The 2006 Greece earthquake occurred on January 8, 2006, at 1:34 p.m. local time, and was felt throughout the entire eastern Mediterranean basin. The quake had a moment magnitude of 6.6 to 7.0 and its epicentre was located just off the island of Kythira, some 200 km south of Athens.
One person was injured and a number of buildings and roads in Kythira were heavily damaged as a result of the earthquake. Several older houses on the island completely collapsed while the central square of the village of Mitata partially fell into the valley as a result of a subsequent landslide. Few buildings were damaged on the mainland closest to the epicentre (Cape Malea). On the island of Crete, two people were slightly injured in their attempt to abandon their homes. Damage to 146 buildings was recorded in western Crete, including the old town hall of Chania, the third Venetian arsenal, nine schools and many of the houses in the old Venetian town center.
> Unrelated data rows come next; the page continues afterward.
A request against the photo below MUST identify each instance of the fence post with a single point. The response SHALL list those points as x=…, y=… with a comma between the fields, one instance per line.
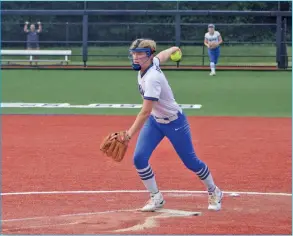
x=85, y=39
x=66, y=33
x=178, y=31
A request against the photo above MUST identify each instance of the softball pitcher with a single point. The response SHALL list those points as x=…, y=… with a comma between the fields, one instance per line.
x=213, y=39
x=161, y=117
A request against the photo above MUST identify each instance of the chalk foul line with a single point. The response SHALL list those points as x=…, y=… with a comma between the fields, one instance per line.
x=139, y=191
x=96, y=105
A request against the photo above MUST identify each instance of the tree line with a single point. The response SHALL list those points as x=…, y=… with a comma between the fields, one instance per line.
x=160, y=28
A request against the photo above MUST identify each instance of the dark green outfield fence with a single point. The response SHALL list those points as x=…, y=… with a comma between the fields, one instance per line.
x=101, y=37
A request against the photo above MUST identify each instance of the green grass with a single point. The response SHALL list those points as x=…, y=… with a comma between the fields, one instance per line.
x=192, y=55
x=241, y=93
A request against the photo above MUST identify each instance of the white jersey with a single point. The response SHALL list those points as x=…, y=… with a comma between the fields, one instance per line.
x=215, y=37
x=154, y=86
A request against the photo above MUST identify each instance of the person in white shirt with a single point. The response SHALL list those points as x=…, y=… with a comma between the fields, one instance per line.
x=212, y=40
x=160, y=117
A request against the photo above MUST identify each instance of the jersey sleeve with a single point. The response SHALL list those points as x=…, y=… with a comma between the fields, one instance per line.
x=152, y=89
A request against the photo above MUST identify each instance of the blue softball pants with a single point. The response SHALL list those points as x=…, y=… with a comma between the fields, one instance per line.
x=177, y=131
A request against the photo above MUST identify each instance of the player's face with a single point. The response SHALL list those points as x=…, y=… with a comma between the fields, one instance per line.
x=32, y=27
x=211, y=30
x=139, y=57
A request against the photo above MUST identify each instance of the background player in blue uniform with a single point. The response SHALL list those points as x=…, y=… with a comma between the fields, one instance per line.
x=213, y=39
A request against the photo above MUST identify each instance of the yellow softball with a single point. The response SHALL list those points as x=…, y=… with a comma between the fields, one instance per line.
x=176, y=56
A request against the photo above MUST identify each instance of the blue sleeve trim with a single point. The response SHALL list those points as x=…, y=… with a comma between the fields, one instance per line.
x=151, y=98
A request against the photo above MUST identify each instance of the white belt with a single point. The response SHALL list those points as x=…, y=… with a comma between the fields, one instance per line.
x=166, y=120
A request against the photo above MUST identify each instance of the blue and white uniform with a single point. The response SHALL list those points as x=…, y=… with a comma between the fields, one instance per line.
x=167, y=120
x=214, y=53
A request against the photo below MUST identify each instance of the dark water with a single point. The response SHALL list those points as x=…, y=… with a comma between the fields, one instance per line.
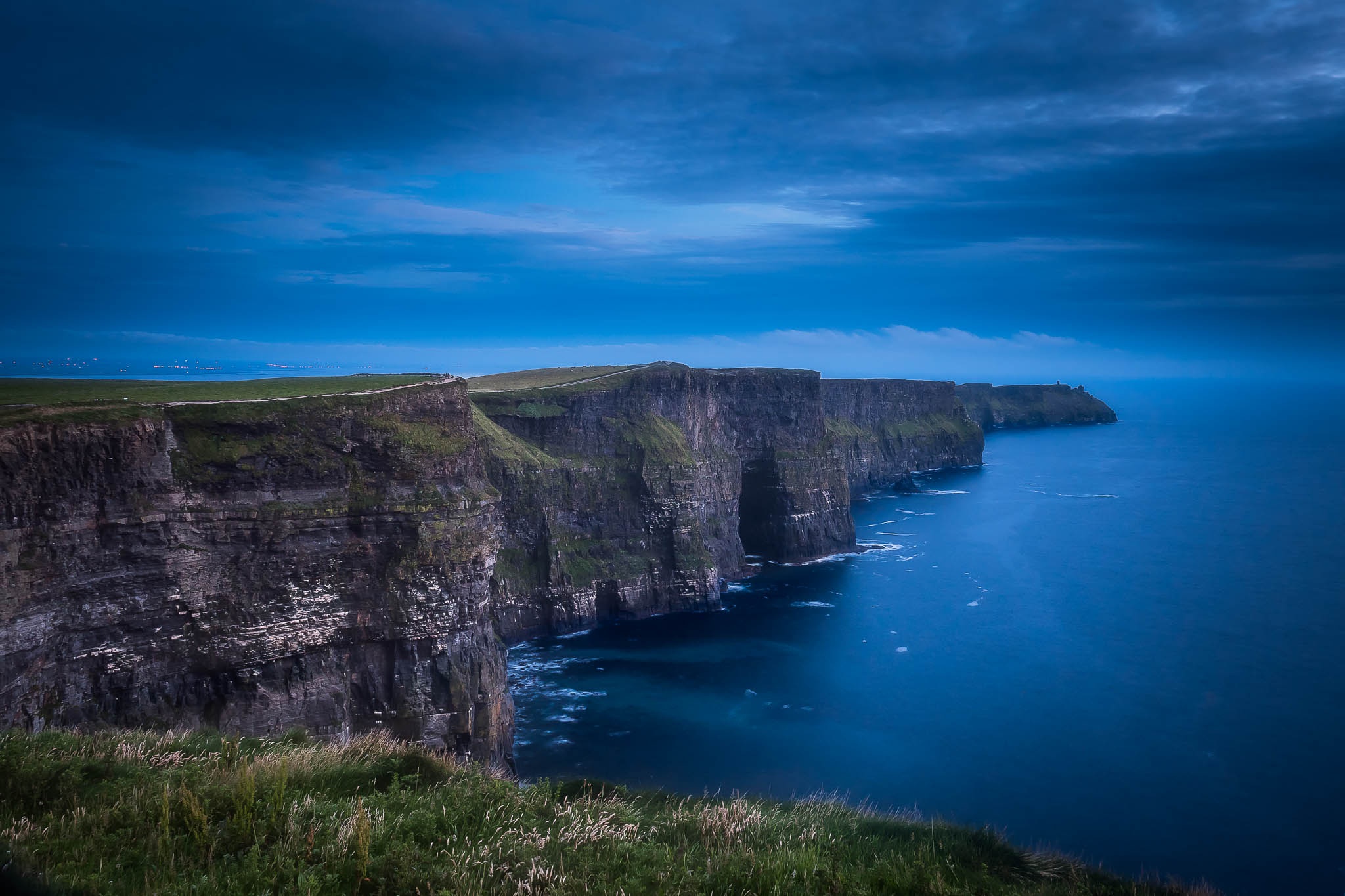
x=1122, y=641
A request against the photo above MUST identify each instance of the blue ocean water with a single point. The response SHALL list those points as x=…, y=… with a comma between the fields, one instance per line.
x=1122, y=641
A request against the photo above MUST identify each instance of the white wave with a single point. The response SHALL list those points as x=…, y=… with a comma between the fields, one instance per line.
x=830, y=558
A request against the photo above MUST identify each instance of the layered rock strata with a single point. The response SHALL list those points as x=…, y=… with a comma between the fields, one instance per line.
x=884, y=430
x=256, y=566
x=361, y=561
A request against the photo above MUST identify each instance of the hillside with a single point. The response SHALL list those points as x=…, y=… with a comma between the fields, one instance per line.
x=197, y=813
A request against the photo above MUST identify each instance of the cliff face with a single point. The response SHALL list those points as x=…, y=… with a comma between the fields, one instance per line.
x=1002, y=408
x=361, y=561
x=639, y=494
x=256, y=566
x=884, y=430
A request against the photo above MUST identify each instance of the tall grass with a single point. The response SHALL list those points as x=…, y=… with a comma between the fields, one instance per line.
x=201, y=813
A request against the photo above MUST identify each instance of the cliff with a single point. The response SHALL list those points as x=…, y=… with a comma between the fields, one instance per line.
x=256, y=566
x=1002, y=408
x=884, y=430
x=358, y=561
x=640, y=492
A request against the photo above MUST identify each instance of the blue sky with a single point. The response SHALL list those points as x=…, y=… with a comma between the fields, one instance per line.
x=961, y=190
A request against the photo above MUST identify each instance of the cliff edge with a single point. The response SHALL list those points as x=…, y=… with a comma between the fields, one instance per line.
x=359, y=558
x=1005, y=408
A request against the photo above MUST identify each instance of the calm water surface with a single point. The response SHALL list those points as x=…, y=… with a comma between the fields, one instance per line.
x=1122, y=641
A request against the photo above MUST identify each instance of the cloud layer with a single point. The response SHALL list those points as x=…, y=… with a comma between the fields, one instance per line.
x=1136, y=172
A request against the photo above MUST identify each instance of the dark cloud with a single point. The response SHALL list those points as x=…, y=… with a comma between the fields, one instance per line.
x=1082, y=155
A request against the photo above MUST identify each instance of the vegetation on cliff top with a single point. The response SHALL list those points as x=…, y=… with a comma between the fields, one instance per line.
x=198, y=813
x=541, y=378
x=105, y=400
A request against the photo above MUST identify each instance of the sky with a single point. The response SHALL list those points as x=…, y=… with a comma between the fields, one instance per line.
x=975, y=191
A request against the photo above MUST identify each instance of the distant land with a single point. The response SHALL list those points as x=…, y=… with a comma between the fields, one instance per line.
x=354, y=554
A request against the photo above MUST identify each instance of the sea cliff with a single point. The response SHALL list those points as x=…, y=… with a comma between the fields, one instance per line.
x=359, y=561
x=1005, y=408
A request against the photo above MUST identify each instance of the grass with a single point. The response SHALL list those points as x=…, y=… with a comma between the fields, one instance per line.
x=198, y=813
x=77, y=393
x=545, y=377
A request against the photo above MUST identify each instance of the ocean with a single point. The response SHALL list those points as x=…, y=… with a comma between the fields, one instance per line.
x=1125, y=643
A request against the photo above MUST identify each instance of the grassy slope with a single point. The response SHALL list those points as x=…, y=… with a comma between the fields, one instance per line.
x=540, y=378
x=192, y=813
x=60, y=391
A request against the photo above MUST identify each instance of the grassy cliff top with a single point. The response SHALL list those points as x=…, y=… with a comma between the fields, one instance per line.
x=197, y=813
x=62, y=391
x=542, y=378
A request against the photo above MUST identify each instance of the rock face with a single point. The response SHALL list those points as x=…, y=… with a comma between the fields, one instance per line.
x=361, y=561
x=256, y=566
x=1003, y=408
x=884, y=430
x=640, y=494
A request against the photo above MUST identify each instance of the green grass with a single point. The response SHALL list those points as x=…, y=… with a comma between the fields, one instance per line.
x=197, y=813
x=545, y=377
x=60, y=391
x=506, y=448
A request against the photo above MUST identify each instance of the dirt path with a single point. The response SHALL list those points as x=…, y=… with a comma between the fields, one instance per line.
x=294, y=398
x=592, y=379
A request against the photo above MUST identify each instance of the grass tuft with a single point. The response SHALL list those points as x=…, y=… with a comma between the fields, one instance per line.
x=201, y=813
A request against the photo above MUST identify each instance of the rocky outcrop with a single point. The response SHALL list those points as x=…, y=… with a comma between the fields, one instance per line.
x=642, y=492
x=1003, y=408
x=361, y=561
x=320, y=562
x=884, y=430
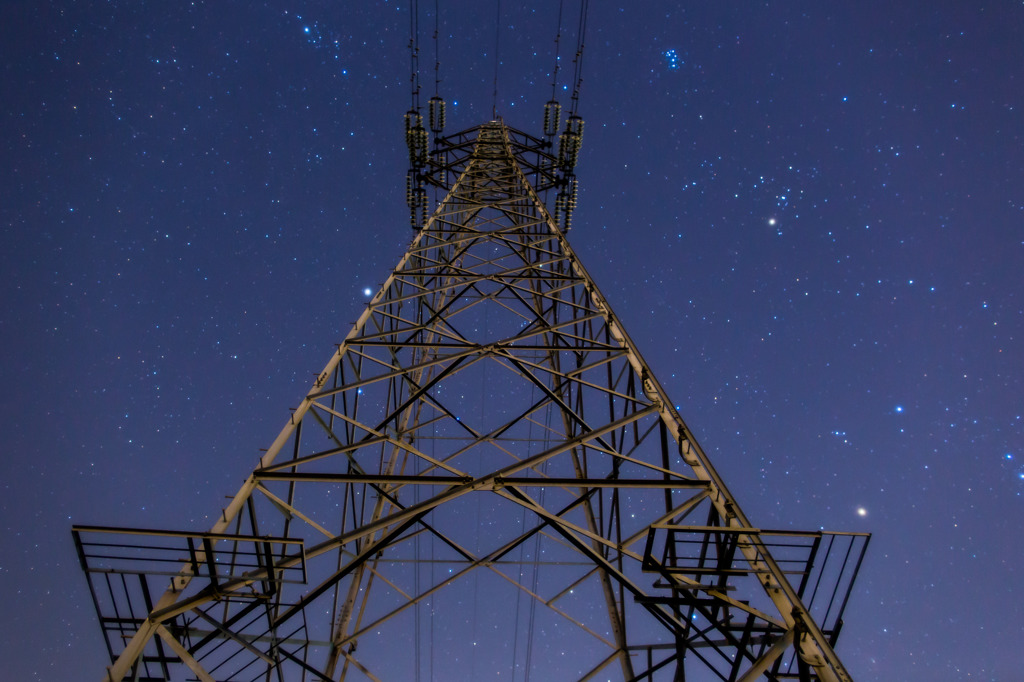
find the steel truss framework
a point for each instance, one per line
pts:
(484, 479)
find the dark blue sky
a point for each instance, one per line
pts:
(809, 216)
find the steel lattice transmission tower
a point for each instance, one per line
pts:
(485, 479)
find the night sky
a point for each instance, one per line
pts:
(808, 215)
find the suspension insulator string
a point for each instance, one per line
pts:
(498, 33)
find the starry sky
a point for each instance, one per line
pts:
(808, 215)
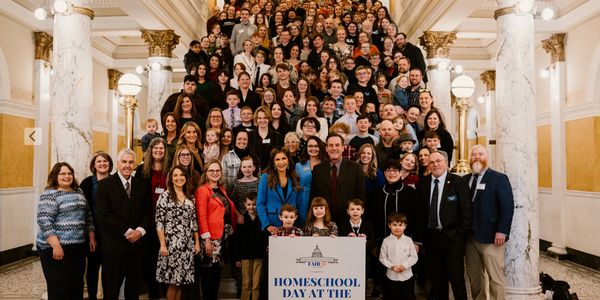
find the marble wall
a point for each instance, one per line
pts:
(544, 157)
(16, 158)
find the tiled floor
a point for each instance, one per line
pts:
(24, 280)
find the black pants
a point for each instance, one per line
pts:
(94, 260)
(64, 278)
(211, 280)
(151, 247)
(116, 268)
(393, 290)
(446, 264)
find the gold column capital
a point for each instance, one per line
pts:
(555, 46)
(437, 43)
(489, 78)
(113, 78)
(160, 42)
(43, 45)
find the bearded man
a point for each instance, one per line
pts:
(493, 207)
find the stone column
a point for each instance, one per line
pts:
(489, 78)
(437, 45)
(516, 148)
(41, 97)
(72, 108)
(160, 47)
(113, 108)
(555, 46)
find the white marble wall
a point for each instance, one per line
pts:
(516, 148)
(159, 87)
(72, 109)
(439, 84)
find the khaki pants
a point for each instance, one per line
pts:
(251, 271)
(481, 259)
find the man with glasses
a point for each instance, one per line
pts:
(449, 215)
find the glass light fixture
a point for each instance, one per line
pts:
(463, 86)
(129, 84)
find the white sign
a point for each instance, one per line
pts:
(317, 268)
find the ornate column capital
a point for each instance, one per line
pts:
(113, 78)
(437, 43)
(160, 42)
(489, 78)
(555, 46)
(43, 44)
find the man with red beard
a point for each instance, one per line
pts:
(493, 207)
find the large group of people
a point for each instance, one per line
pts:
(307, 118)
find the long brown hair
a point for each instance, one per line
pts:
(52, 182)
(273, 179)
(187, 187)
(310, 217)
(149, 160)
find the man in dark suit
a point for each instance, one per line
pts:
(493, 207)
(449, 211)
(337, 180)
(123, 218)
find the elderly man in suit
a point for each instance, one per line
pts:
(449, 211)
(493, 207)
(337, 180)
(123, 220)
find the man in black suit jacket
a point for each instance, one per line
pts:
(449, 211)
(349, 179)
(493, 207)
(123, 218)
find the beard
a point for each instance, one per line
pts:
(478, 166)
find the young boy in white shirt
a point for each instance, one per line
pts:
(232, 113)
(398, 254)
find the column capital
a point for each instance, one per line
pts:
(437, 43)
(489, 78)
(43, 44)
(160, 42)
(555, 46)
(113, 78)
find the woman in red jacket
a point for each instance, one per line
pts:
(216, 217)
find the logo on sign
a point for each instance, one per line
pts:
(317, 260)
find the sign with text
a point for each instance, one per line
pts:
(317, 268)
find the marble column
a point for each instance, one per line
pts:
(437, 44)
(489, 78)
(516, 148)
(72, 107)
(555, 46)
(41, 96)
(160, 47)
(114, 110)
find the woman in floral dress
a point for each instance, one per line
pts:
(177, 232)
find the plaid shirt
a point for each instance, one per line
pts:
(282, 231)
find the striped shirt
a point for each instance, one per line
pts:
(65, 215)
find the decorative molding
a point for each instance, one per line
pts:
(160, 42)
(43, 45)
(14, 108)
(16, 191)
(437, 43)
(555, 46)
(113, 78)
(489, 78)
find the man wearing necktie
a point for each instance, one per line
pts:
(493, 207)
(449, 211)
(123, 220)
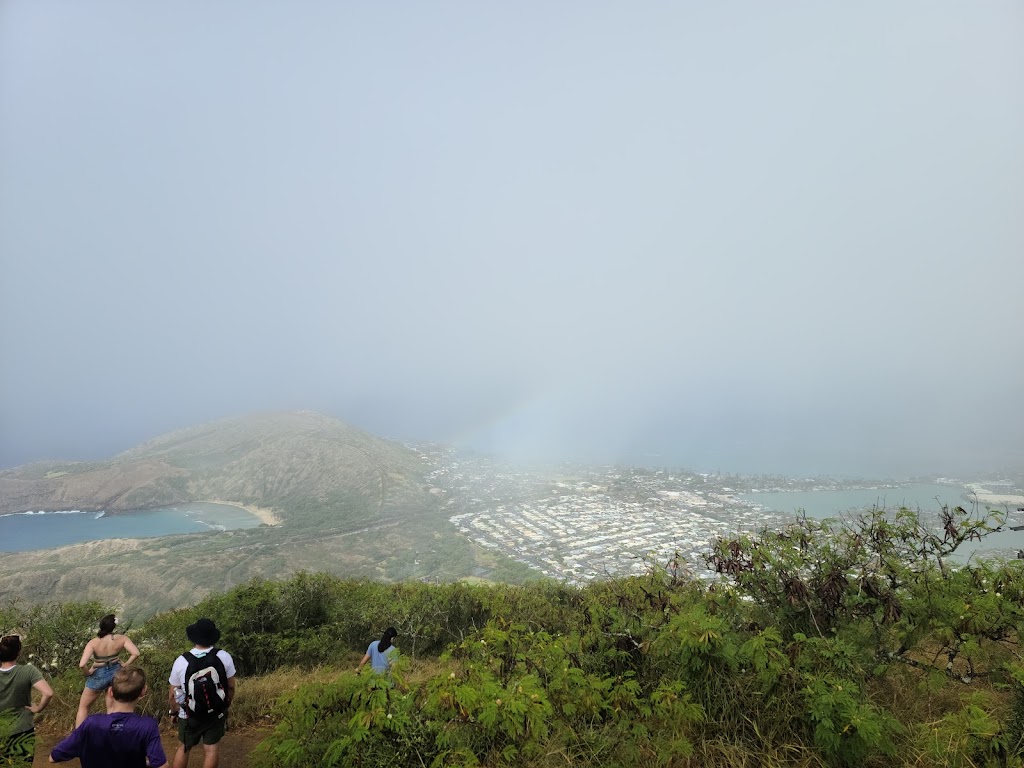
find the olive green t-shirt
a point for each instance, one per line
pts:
(15, 694)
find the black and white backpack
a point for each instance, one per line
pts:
(206, 696)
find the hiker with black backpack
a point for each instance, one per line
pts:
(202, 688)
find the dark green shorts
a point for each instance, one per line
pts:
(192, 732)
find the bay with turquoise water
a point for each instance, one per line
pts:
(45, 529)
(926, 497)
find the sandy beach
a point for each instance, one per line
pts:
(265, 515)
(985, 496)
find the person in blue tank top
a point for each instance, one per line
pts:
(381, 653)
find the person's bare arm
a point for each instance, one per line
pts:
(46, 694)
(132, 650)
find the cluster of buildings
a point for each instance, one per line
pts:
(586, 523)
Nevertheless, despite the magnitude and the duration of the tremor (buildings in Athens swayed for almost 40 seconds) no other significant injury or damage was reported in the country's strongest earthquake in decades. This was mainly because the quake had a focal depth of approximately 66 km. The tremor was felt as far away as in Bari on the Adriatic Sea, Naples and much of southern Italy, Cairo and even along the Lebanese, Syrian and Israeli shorelines. Despite early fears of a subsequent tsunami no such event was recorded.